Thank you so much, NetGalley, Avon and Harper Voyager and Harper Voyager, for the chance to read and review one of my most anticipated reads this year in exchange of an honest review.
TW: abuse, peadophilia, violence, emotional manipulation, gaslightining, cannibalism, bulimia, self-harm, PTSD, gore and body horror
Marlinchen and her two sisters live with their wizard father in a city changing from magic to industry and they are the last true witches of Oblya, seen as little more as a tourist trap, with their remedies and charms. Marlinchen spends her days with her clients, but, mostly, taking care of her xenophobic and cruel father, cursed by a witch with an unquenchable appetite. Sequestered by their tyrannical father from the outside world, Undine and Rose manage to rebel, sneaking out to enjoy the city’s amenities, theater and so on and when Marlinchen joins them everything changes when she meets a dancer that captures her heart.
As she keeps sneaking away, her father’s rage keeps growing and so a mysterious threat to the city, when people are found murdered and missing organs. Marlinchen finds herself battling between her loyalty to her father and her desire to discover her love and identity out her prison house.

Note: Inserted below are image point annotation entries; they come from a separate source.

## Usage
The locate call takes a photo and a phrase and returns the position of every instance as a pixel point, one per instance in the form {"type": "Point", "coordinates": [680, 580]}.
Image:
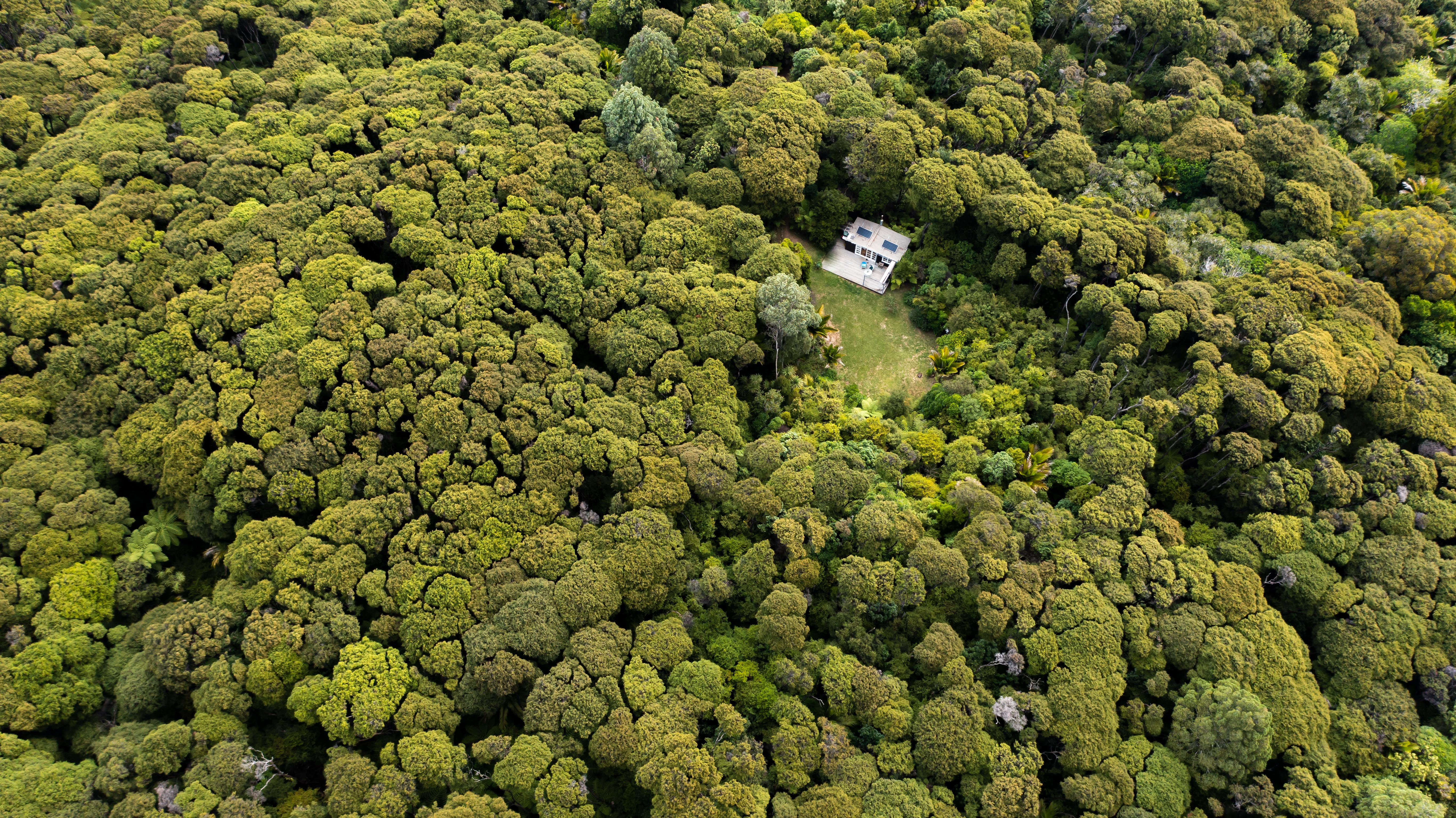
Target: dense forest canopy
{"type": "Point", "coordinates": [415, 408]}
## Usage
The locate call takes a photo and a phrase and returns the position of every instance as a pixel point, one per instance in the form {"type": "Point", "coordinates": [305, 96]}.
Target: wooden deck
{"type": "Point", "coordinates": [848, 267]}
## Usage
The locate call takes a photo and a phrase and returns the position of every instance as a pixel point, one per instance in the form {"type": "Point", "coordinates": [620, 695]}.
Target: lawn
{"type": "Point", "coordinates": [883, 351]}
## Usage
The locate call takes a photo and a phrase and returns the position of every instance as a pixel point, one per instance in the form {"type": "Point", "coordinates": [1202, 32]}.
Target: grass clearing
{"type": "Point", "coordinates": [883, 350]}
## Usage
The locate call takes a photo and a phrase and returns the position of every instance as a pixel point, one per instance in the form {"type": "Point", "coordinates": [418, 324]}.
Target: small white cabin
{"type": "Point", "coordinates": [876, 244]}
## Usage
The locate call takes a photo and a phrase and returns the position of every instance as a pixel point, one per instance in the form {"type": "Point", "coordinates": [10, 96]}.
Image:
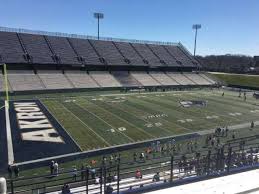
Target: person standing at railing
{"type": "Point", "coordinates": [138, 174]}
{"type": "Point", "coordinates": [51, 166]}
{"type": "Point", "coordinates": [55, 168]}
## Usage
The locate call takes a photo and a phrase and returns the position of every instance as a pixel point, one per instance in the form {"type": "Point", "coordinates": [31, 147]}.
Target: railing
{"type": "Point", "coordinates": [171, 168]}
{"type": "Point", "coordinates": [60, 34]}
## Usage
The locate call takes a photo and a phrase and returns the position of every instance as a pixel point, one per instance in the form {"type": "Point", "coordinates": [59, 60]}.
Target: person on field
{"type": "Point", "coordinates": [252, 125]}
{"type": "Point", "coordinates": [156, 177]}
{"type": "Point", "coordinates": [138, 174]}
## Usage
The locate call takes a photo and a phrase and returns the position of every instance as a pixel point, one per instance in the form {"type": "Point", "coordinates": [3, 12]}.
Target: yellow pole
{"type": "Point", "coordinates": [6, 86]}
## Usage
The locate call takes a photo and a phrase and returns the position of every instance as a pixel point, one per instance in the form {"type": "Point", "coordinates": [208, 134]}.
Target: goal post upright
{"type": "Point", "coordinates": [6, 86]}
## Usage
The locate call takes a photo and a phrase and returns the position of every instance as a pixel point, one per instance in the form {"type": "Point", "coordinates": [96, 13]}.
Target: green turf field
{"type": "Point", "coordinates": [106, 120]}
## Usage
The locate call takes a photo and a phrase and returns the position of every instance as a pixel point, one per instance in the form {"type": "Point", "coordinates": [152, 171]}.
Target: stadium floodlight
{"type": "Point", "coordinates": [196, 27]}
{"type": "Point", "coordinates": [98, 16]}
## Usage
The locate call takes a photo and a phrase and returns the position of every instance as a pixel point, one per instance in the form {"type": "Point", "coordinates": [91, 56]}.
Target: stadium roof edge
{"type": "Point", "coordinates": [60, 34]}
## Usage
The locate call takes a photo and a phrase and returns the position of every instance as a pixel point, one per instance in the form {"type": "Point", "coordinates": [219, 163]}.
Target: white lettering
{"type": "Point", "coordinates": [42, 135]}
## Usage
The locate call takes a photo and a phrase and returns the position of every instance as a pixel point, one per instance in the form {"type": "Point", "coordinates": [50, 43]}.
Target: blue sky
{"type": "Point", "coordinates": [228, 26]}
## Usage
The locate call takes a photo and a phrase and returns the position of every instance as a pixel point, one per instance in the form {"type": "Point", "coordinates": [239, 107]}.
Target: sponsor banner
{"type": "Point", "coordinates": [36, 133]}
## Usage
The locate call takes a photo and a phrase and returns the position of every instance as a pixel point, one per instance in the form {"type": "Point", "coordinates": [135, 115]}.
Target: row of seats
{"type": "Point", "coordinates": [42, 49]}
{"type": "Point", "coordinates": [50, 79]}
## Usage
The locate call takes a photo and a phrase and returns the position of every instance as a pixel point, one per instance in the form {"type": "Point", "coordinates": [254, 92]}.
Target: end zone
{"type": "Point", "coordinates": [34, 133]}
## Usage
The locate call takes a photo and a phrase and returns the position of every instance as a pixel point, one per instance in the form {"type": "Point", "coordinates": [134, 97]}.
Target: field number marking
{"type": "Point", "coordinates": [121, 129]}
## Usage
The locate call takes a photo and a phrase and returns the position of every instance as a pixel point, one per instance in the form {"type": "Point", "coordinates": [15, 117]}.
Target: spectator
{"type": "Point", "coordinates": [138, 174]}
{"type": "Point", "coordinates": [56, 168]}
{"type": "Point", "coordinates": [16, 171]}
{"type": "Point", "coordinates": [83, 172]}
{"type": "Point", "coordinates": [51, 166]}
{"type": "Point", "coordinates": [66, 189]}
{"type": "Point", "coordinates": [156, 177]}
{"type": "Point", "coordinates": [74, 173]}
{"type": "Point", "coordinates": [252, 124]}
{"type": "Point", "coordinates": [10, 171]}
{"type": "Point", "coordinates": [109, 189]}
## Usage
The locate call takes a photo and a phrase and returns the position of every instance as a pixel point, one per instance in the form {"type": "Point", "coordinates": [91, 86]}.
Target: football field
{"type": "Point", "coordinates": [113, 119]}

Juniper & Thorn is a gothic retelling of The Juniper Tree, set in another time and place, but always within the world created of The wolf and the Woodsman.
It’s a very dark and gruesome story and the themes explored are dealt with care and sensitivity by the author. Juniper & Thorn is a brilliant, eerie and intense standalone. The story is narrated in first person by Marlinchen, set in a claustrophic and tight setting and it explores traumas, abuse and violence and their consequences, and, through magic and fairytales, examines nationalism. Through Marlinchen’s voice the reader is captured right away and thrust into the story, following Marlinchen and her sister, dealing with their tyrannical and cruel father, with clients and mysteries and their deep desires to get away and to be free.
The story setting is, mostly, the family manor and its garden, claustrophobic and restricted, with its monsters and peculiarities, but known and it violently contrast with the outside world, both coveted, but unknown and scary. This contrast is replayed by Marlinchen with her routines, taking care of her father, the house, the food and so on and by her new desire to see the world, to know Sevas, to be a bit like her sisters, more conscious of the outside world and its dangers.
Marlinchen is a very peculiar narrator, a truly unreliable one. Since the readers get know the story through her, it’s through her thoughts and actions they start to question themselves and to try to understand what is exactly happening. Marlinchen is different from her older sisters. She’s more quiet and introvert, more, at least apparently, scared and SEEMS more passive, if she’s seen in contrast with Undine’s energy and spite and Rose’ determination and calm, but she’s a very complex character.
She has always had little power in her life and lived in fear and almost as a servant, taking care of her father and house, bending and hiding her own desires, or, almost refusing to having and beliving in them. When she gets out of the house and meets Sevas, when her father’s rage worsens, Marlinchen starts to see how her life could be and her growth is so impressive and moving to read.
Marlinchen is a victim and she’s been through horrible things, narrated in intense and heartwrenching moments, letting the readers know what happened and her reactions, and she deals with her traumas and abuses in her own way, hiding from them, being angry and upset, reacting in certain ways. The author did an outstanding job in describing her and her own way to survive and giving us this brilliant and nuanced portrait of a victim and an empowering heroine, in a feminist retelling of The Juniper Tree.
I loved reading this book, mostly thanks to Marlinchen’s voice and characterization and her growth, curiosity and desires are truly magnificent.
Ava Reid did a wonderful job not only with the setting, tight and claustrophobic, written in such a skillful way I felt prisoner too, but also with the characterization, from the main character to the side ones and I truly enjoyed how the author dealt with themes like traumas and abuse in different character in various way, depicting their being victims and their reactions and way of surviving, from Marlinchen, to Sevas, Undine and Rose, each of them abused and kept prisoners in their own way. Nationalism, xenophobia, paedophilia and traumas are only some of the themes dealt in this book and Ava Reid did a magnificent job writing about them.
Juniper & Thorn balances romance and horror, magic and modernity, fairytales and reality in a very compelling way, capturing the readers’ heart since the beginning, using a writing style evocative and lush, skillfully timed plot twists and revelations and complex and thrilling characters.